PyTorch reimplementation of Google's TensorFlow convolutional neural networks for keyword spotting, which accompanies the recent release of their Speech Commands Dataset. For more details, please consult our writeup:
- Raphael Tang, Jimmy Lin. Honk: A PyTorch Reimplementation of Convolutional Neural Networks for Keyword Spotting. arXiv:1710.06554, October 2017.
This is useful for building on-device speech recognition capabilities for interactive intelligent agents. can be used to identify simple commands (e.g., "stop" and "go") and be adapted to detect custom "command triggers" (e.g., "Hey Siri!").
Use the instructions below to run the demo application (shown in the above video) yourself!

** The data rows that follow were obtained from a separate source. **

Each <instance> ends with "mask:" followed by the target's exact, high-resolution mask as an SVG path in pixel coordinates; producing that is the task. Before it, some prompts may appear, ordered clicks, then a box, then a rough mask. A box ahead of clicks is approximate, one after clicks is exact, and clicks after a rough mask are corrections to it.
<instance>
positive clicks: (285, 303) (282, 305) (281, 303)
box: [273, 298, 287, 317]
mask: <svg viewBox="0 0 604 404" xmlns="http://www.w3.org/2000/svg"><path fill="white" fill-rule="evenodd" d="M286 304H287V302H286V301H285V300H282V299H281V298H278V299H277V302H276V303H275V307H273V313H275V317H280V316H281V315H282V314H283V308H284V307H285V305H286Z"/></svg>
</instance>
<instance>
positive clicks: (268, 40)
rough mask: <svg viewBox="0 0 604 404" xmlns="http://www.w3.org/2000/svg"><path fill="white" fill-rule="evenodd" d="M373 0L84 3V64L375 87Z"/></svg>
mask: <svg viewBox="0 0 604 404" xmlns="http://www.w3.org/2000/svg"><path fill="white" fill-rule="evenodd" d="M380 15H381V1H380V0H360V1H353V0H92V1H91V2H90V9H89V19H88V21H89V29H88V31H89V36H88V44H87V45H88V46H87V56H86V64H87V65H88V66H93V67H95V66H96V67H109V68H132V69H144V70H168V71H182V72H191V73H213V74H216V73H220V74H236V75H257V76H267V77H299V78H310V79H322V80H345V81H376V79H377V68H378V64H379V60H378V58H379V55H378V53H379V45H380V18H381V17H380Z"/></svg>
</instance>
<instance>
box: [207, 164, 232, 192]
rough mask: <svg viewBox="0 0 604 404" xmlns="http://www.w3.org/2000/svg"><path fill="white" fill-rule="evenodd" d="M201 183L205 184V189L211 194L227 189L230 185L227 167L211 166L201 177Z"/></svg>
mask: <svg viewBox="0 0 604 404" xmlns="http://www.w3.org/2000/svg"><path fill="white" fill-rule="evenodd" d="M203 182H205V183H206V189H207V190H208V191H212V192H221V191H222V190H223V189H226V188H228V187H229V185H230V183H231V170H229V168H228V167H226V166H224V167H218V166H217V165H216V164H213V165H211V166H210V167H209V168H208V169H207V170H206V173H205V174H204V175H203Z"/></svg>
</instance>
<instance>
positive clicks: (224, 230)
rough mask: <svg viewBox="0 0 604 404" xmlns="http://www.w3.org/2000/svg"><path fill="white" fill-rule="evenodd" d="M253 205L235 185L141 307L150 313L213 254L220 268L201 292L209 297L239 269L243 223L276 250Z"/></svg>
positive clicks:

To deploy the demo, run the following commands:
- If you do not have PyTorch, please see the website.
- Install Python dependencies:
pip install -r requirements.txt
- Install GLUT (OpenGL Utility Toolkit) through your package manager (e.g.
apt-get install freeglut3-dev
) - Start the PyTorch server:
python .
- Run the demo:
python utils/speech_demo.py
If you need to adjust options, like turning off CUDA, please edit config.json
.
Additional notes for Mac OS X:
- GLUT is already installed on Mac OS X, so that step isn't needed.
- If you have issues installing pyaudio, this may be the issue.